Bu maçta takımımız adına en büyük kazanç şüphesiz ki Engin Atsür oldu. Daha önceki yazılarımı okuyanlar bilir. Bana göre Engin, Ukic'ten de üst düzey bir basketbolcu. Bu maçta bunu herkes görmüştür sanırım. Ukic'in yaptıklarının yanı sıra yapamadığı şeyleri de yaptı. Bulduğu 16 sayı ile takımımızın ve maçın en skorer ismi oldu. Türk basketbolu ve Fenerbahçe Ülker için Engin çok ama çok önemli biz kazanç.

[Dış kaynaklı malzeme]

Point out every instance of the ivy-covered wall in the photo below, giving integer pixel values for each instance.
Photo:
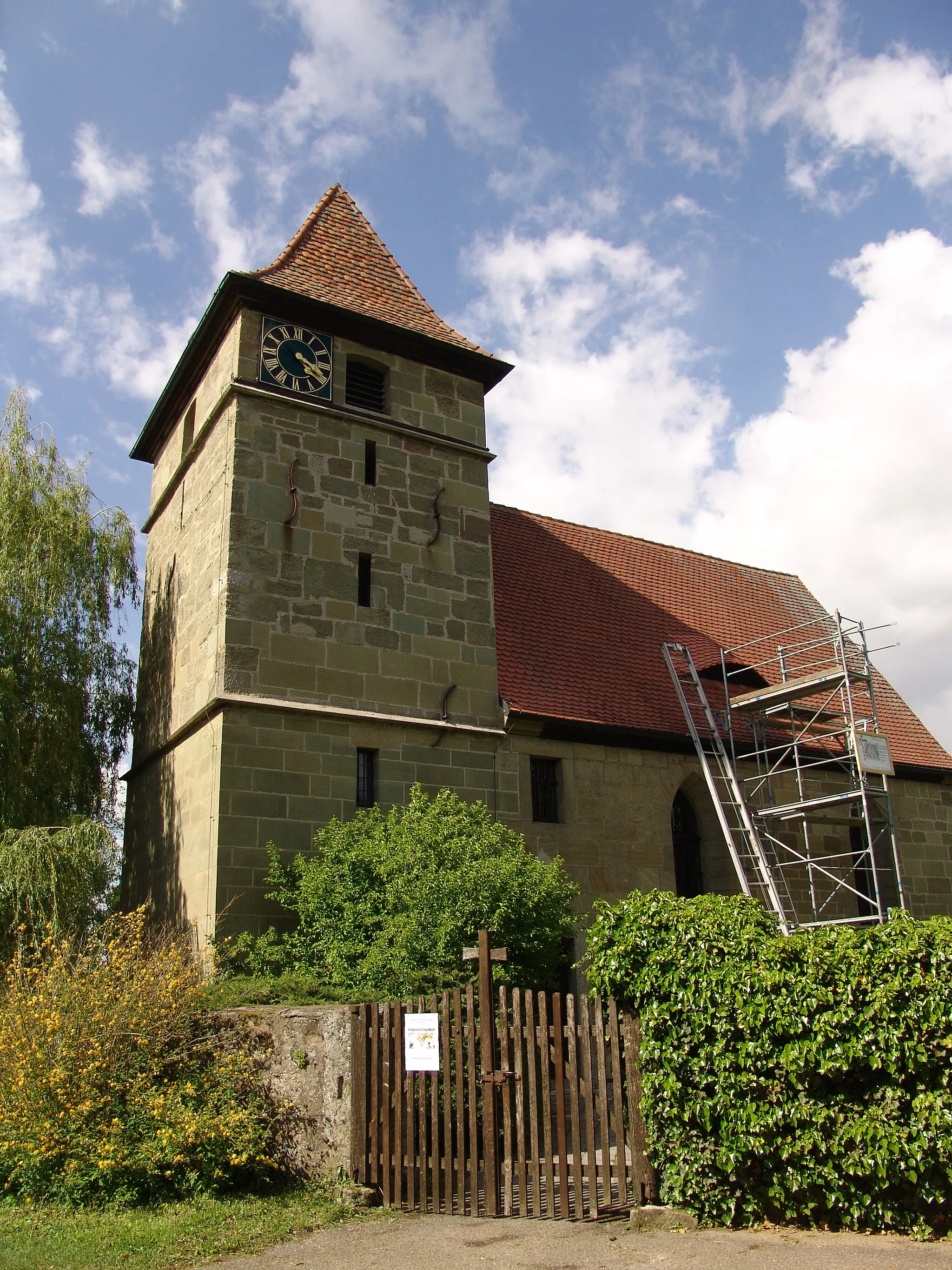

Karşılaşmayı Profesyonel Futbol Takımımızın oyuncularından Emre Belözoğlu, Serdar Kesimal, Selçuk Şahin ve Özer Hurmacı ile Fenerbahçe Universal Bayan Voleybol Takımımızın oyuncularından Yağmur Koçyiğit'te salondan takip etti. Bu belkide çok gereksiz gibi gözükse de aslında bir "Spor Kulübü" kimliği taşıyan camianın nasıl kenetlendiğinin, branş farketmeksizin sporcuların birbirlerine ne oranda destek verdiklerinin en güzel kanıtı.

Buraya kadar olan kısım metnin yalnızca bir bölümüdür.